Yesterday, Matt McElroy presented a phylogenetic analysis of the Puerto Rican radiation of anoles. The work was focused around the “stages of radiation” hypothesis that states that divergence occurs along different niche axes at different points in time. In the case of anoles, it has long been argued that the last stage in radiation is divergence of ecomorphologically similar species into different climatic niches.
McElroy constructed a phylogeny for 180 individuals of eight species, encompassing the geographic distribution of these species (most of which occur island-wide). Ten genes were sequenced, nine nuclear and one mitochondrial. The resulting phylogeny was well-resolved and in agreement with previous phylogenetic hypotheses, indicating that ecomorphs evolved relatively early in the radiation and that closely related sister taxa pairs are usually members of the same ecomorph, but differ in climate–the one exception–which always has struck me as odd, but apparently is correct–is the sister taxon relationship between the deep rainforest trunk ground species A. gundlachi and the xeric grass-bush species, A. poncensis.

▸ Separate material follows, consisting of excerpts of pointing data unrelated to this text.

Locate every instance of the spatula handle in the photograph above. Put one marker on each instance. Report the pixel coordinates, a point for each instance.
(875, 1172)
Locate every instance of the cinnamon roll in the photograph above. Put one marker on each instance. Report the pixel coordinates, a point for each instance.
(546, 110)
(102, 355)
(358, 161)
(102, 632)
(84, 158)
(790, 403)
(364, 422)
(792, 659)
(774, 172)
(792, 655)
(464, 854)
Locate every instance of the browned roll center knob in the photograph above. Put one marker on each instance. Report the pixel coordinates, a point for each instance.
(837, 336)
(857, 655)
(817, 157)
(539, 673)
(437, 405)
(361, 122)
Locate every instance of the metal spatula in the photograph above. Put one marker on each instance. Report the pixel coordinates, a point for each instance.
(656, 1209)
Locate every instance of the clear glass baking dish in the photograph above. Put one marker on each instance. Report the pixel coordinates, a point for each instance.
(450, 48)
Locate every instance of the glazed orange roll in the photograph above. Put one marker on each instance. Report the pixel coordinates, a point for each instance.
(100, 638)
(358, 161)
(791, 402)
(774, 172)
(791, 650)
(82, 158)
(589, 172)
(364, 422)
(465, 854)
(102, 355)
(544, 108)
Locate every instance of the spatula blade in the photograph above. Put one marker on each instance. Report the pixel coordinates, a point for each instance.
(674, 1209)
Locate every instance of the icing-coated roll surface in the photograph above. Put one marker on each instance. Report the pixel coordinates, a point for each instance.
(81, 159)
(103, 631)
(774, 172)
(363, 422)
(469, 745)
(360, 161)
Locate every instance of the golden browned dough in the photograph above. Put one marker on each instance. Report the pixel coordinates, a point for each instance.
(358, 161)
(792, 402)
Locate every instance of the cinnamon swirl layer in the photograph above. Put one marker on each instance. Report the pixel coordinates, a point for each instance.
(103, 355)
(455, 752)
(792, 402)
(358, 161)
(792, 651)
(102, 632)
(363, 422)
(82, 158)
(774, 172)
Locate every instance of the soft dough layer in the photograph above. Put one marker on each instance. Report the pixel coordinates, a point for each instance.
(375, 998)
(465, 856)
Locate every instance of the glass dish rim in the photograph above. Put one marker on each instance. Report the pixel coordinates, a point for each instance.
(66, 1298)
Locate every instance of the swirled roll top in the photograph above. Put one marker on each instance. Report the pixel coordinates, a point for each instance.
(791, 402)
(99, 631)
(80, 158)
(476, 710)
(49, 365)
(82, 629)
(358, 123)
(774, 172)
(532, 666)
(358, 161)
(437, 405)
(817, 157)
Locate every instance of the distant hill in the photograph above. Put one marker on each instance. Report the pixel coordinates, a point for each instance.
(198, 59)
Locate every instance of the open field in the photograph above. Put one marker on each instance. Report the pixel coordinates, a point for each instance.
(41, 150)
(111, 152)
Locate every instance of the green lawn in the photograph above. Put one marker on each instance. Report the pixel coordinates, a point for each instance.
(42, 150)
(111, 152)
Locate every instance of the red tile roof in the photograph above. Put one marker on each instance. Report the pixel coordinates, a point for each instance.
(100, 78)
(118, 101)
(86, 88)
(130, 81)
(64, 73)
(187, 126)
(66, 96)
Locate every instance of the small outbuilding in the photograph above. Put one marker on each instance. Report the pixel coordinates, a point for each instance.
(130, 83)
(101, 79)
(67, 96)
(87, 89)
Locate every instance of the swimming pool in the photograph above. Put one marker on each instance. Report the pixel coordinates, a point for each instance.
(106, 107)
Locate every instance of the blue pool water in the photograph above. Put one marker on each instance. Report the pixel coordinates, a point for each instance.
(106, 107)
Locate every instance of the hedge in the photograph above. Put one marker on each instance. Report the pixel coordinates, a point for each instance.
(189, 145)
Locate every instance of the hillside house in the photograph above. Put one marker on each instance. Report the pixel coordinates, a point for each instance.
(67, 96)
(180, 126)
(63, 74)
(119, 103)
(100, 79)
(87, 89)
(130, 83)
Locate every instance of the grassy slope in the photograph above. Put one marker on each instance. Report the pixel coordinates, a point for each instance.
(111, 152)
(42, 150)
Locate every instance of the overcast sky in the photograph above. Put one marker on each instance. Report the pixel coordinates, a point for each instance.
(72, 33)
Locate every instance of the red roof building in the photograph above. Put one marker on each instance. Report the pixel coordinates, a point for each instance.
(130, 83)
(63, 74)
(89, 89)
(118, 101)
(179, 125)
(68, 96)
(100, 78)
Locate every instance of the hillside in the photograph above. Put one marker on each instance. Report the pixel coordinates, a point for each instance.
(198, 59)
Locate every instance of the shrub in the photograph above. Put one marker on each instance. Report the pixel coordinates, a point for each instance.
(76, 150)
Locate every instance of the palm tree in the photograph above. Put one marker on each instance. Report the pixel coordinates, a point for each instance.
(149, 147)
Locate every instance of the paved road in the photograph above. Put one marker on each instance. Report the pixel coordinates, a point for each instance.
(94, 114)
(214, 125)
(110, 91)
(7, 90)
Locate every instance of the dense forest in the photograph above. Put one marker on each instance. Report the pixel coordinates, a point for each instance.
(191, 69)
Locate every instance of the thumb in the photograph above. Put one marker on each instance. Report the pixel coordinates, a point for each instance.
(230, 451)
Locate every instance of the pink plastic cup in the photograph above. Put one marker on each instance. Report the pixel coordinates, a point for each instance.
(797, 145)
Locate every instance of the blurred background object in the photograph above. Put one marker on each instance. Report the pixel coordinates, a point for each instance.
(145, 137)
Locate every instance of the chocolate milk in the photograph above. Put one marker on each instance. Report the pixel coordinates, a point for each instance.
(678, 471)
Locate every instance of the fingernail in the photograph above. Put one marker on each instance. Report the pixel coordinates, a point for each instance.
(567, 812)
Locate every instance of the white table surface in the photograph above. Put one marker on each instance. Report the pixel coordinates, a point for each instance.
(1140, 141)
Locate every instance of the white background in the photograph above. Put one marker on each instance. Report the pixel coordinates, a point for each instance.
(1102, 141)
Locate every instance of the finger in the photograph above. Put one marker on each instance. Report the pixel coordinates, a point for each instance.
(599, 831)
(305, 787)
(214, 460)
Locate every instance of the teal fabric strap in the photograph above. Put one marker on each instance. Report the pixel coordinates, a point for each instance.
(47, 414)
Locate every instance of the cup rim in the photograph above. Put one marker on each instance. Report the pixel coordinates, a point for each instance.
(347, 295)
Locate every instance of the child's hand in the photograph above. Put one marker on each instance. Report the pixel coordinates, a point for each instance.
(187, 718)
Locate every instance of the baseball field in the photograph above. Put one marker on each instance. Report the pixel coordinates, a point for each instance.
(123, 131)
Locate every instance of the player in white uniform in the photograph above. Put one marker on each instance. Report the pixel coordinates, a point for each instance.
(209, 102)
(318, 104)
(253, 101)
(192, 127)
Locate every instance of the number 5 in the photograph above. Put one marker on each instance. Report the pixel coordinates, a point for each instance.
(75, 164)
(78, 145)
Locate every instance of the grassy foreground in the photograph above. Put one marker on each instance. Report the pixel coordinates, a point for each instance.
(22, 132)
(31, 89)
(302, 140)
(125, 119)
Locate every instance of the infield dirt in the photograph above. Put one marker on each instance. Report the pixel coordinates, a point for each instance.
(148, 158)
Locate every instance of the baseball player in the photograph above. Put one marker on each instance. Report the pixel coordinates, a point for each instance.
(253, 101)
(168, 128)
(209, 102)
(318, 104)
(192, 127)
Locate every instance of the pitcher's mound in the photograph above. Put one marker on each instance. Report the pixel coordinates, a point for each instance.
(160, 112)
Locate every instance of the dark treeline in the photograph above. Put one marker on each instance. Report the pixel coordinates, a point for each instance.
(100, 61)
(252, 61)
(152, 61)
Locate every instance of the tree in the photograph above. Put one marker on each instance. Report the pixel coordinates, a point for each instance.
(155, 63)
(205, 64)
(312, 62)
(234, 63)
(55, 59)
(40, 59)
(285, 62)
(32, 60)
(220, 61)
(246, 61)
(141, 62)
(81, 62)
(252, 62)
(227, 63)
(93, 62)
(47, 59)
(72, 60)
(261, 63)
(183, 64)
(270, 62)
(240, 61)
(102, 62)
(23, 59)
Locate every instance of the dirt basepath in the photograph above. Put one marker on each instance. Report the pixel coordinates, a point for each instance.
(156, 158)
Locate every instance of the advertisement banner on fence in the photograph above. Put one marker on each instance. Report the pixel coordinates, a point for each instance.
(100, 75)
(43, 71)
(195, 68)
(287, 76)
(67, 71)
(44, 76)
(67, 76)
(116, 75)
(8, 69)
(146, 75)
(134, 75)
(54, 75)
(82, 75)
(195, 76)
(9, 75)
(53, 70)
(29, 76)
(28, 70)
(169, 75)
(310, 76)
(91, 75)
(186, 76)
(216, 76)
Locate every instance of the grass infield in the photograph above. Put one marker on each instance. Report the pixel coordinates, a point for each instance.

The time of divergence was estimated for each of the four sister taxa pairs, indicating that there were three phases of radiation. The deepest split, pegged at 15 mya, was between the two trunk-crown species, A. evermanni and A. stratulus. At 10 mya, two pairs split simultaneously, the aforementioned one above and the two trunk-ground species, A. cooki and A. cristatellus. Both of these pairs include one species that occurs in the xeric southwestern portion of Puerto Rico, perhaps not a coincidence? Finally, 5 mya, the two grass-bush species, A. pulchellus and A. krugi diverged. These latter two species have recently been shown to hybridize, and McElroy’s data confirms that this is the only one of the four pairs in which hybridization occurs, perhaps due to their recency of divergence?
This is a fabulous example of detailed phylogenetic work spanning both interspecific comparisons and including the extensive degree of phylogeographic divergence that occurs within many anole species. More work of this sort is needed on anoles on the other three islands of the Greater Antilles. The monophyletic Jamaican radiation would be a good starting point.